Le zone rosse, locali e regionali, sono l’arma per combattere le varianti. Anche Fabrizio Pregliasco, virologo dell’Università di Milano, in un’intervista a La Stampa sottolinea che il nostro “sistema a colori” ha funzionato, “perché siamo l’unico paese europeo a essere riuscito a flettere la curva dei contagi pur adottando misure più morbide.
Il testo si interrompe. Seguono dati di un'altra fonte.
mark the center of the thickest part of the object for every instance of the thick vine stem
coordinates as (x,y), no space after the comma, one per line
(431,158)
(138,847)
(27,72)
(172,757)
Ma ora serve fare di più, soprattutto rafforzando le restrizioni delle zone gialle, che così danno un po’ l’idea del liberi tutti”. Anche Pregliasco suggerisce di utilizzare “parametri più rigorosi per l’accesso alle varie fasce di colore” e auspica “gli interventi chirurgici, come le zone rosse già proclamate a fronte dei focolai di varianti in Umbria ed Abruzzo. Il lockdown generalizzato lo userei solo come ultima ratio”, sottolinea il virologo.
Agire tempestivamente chiudendo Paesi, città e intere province, ancora prima della zona rossa regionale. E poi un maggiore “rigore”, dice Ippolito, anche laddove il contagio non sembra ancora correre. Indicazioni che vanno contro le richieste dei settori più colpiti dalla pandemia, che speravano in una boccata d’ossigeno con l’arrivo della primavera. Bar e ristoranti spingono per riaprire la sera, palestre e piscine hanno nuove linee guida e la ripresa degli spettacoli dal vivo è un altro punto all’ordine del giorno. Ma l’arrivo della variante inglese ha stravolto i piani: oggi serve ”essere cauti con le riaperture”, spiega Vespignani a Repubblica. L’epidemiologo sottolinea che “Sars-Cov-2 e la variante inglese diventeranno tutt’uno“. “L’aumento della prevalenza – aggiunge – non si può frenare, è solo questione di tempo. Essendo più contagioso, il ceppo inglese tenderà a soppiantare gli altri. Ma la prevalenza è solo un numero relativo: indica quanti dei nuovi contagi sono causati dalla variante britannica. Quel che possiamo fare è ridurre il numero assoluto dei casi. Se riusciremo a tenerlo basso, la situazione resterà contenibile. Ma è importante agire adesso. Le prossime due settimane saranno quelle in cui probabilmente la prevalenza andrà dal 25% al 50%”, avverte Vespignani.
Che è sicuro di una cosa: “Il ceppo britannico ci renderà la vita più dura“. Il problema della variante inglese, aggiunge Ippolito, è la maggiore contagiosità: “Da un punto di vista epidemiologico e statistico, una variante con una trasmissibilità superiore anche solo del 20 per cento e con lo stesso tasso di letalità rispetto al ceppo originario fa più danni, in termini di ospedalizzazioni e decessi, rispetto a una variante con una letalità superiore del 50 per cento ma con la stessa trasmissibilità”. Ippolito sottolinea poi l’importanza del vaccino: “I dati che arrivano da Israele dimostrano ogni giorno di più che il vaccino funziona, le manifestazioni sintomatiche si riducono, le ospedalizzazioni diminuiscono e così i decessi. Lo stesso si sta osservando in Italia con la somministrazione quasi completata del vaccino agli operatori sanitari”. Vespignani conferma: “Non faremo in tempo a creare un’immunità di gregge prima che la variante inglese diventi prevalente, ma vaccinando le persone più fragili ridurremo casi severi e decessi“.